Hoje mais que nunca,
O mundo perdido dos adultos se descortina
Em velocidade estonteante, abolindo a infância,
Reduzindo a um triste cenário diante
Da triste decadência humana...
Hoje quais são os heróis e imagens que são vendidos
Às pobres crianças do mundo?
Hoje aqui, ali e acolá, cegamos nosso olhar
Diante das injustiças, é mais cômodo silenciar, calar
Nem toleramos quando clamam por Alá
Hoje nas ruas do mundo
Desiguais em quase tudo
E as nações desenvolvidas assistem mudas
O lento genocídio da diversidade,
Ainda em sementes ou mudas verdes
Hoje se fala em nome da segurança
E são arrastados em uma longa mordaça
Pais, filhos de outras terras cuja imposta desgraça
É combatida com sentença de morte,
Em nome de uma suposta (como no Iraque) ameaça
Hoje se fazem campanhas sórdidas
Em nome das crianças, esporadicamente
São arrecadadas fortunas sólidas
Mas a desigualdade não se combate com misérias
Este modelo é sufocante, injusto, imperial.
Hoje, como no passado,
A carroça da história não deixará impunes os invasores,
Assim foi com os bárbaros, Alexandre, Gêngis Khan,
No mundo moderno com britânicos, russos, americanos,
Mesmo com os mísseis atingindo o coração desta gente...
Hoje como ontem,
Jovens como no massacre de My Lai, no Vietnã
Vivendo isolados pela nefasta guerra em suas aldeias,
Como uma estrela distante desponta em anã
A barbárie ocidental elimina velhos, mulheres, crianças...

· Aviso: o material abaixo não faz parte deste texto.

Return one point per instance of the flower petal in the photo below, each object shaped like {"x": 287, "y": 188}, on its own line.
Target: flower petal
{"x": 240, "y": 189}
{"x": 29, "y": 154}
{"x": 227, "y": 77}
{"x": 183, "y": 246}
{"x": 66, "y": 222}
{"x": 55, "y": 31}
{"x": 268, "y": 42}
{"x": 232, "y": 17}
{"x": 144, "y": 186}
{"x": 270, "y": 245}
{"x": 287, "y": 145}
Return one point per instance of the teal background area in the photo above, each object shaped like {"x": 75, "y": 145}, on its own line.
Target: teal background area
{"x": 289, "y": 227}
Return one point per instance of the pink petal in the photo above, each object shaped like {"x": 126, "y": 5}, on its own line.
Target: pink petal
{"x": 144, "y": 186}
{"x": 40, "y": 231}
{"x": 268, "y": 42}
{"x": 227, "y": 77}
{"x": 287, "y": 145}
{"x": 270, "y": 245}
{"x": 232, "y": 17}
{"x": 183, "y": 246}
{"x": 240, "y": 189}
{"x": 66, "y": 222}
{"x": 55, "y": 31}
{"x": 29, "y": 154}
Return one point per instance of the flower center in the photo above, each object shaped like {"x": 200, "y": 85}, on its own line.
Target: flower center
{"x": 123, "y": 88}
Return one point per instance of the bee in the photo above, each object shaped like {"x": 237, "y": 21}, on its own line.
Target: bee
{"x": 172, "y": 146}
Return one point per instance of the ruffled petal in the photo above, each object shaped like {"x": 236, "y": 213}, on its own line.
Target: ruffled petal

Hoje se desnuda o véu da inocência,
Ainda precoce, na curta infância,
Na ampulheta do tempo, que célere se esvai
Nos passos em terrenos minados, amputados
Mais um corpo que cai, mais um anjo que vai...
Hoje, choras pelas torres gêmeas e vítimas fatais (talvez mais pelas torres), mas amanhã,
Mortes de inocentes serão contadas nos livros de história
E justificadas como hoje como deveras necessárias
Dir-se-á certamente que se combateu o Evil, o Leviatã,
Hoje se fala em combater em nome da liberdade,
Mas “liberdade” dos capitais que dominam o mundo,
Asfixiam nações pobres, ditam suas regras sem piedade,
Modelo de democracia que é ditado pela sobrevivência
E força do mercado de Ases, sem fronteiras, sem limites
Hoje como ontem,
Em tempos de internet e controle remoto
A humanidade vive o velho dialético conflito
Ser e ter, ganhar e perder,
Conquistar e dominar, submeter e poder...
Hoje, ontem e sempre,
A chama sobrevive eternamente
Na Divina e inacabada obra do universo
Não prescinde de cada átomo, partícula ou semente
Sempre se transformando em esperança,
E tem na criança o símbolo do Verbo.
AjAraújo, reflexões sobre o Dia Internacional das Crianças, Outubro,2001.